- Welfare-to-work programs can increase the proportion of people who obtain a GED or high school diploma -- particularly among recipients who enter the program with literacy skills at or close to the high school level -- but the overall proportion of people who earn such a credential is likely to be low. Increases in the proportion of people who obtain a training certificate or postsecondary degree are harder to achieve.
Among nongraduates in the three sites that ran HCD programs, an average of 7 percent of those in the control group received a GED or high school diploma over the five-year follow-up period, whereas more than twice as many in the HCD group -- 17 percent -- did so (Figure 3). Overall, however, less than one-fifth of the nongraduate HCD program group members earned one of these credentials.
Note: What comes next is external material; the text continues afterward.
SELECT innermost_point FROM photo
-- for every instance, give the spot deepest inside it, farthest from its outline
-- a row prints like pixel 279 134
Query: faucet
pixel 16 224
The impact was mostly on GED (rather than high school diploma) receipt and was concentrated among people who entered the programs with high reading and math skills or at least an eighth-grade education. None of the LFA programs increased receipt of a GED or high school diploma. Examining both graduates and nongraduates, only three of the 11 NEWWS programs (one of them an HCD program) led to an increase in receipt of any other type of education or training credential, generally a trade license or certificate.
Receipt of a High School Diploma or GED over Five Years:
Programs Can Increase the Proportion of Nongraduates Who Obtain a High School Diploma or GED, but the Overall Number Who Do So is Low
SOURCE: Hamilton et al., 2001
NOTE: The percentages shown are averages for sample members in the HCD and control groups in Atlanta, Grand Rapids, and Riverside who were nongraduates at study entry.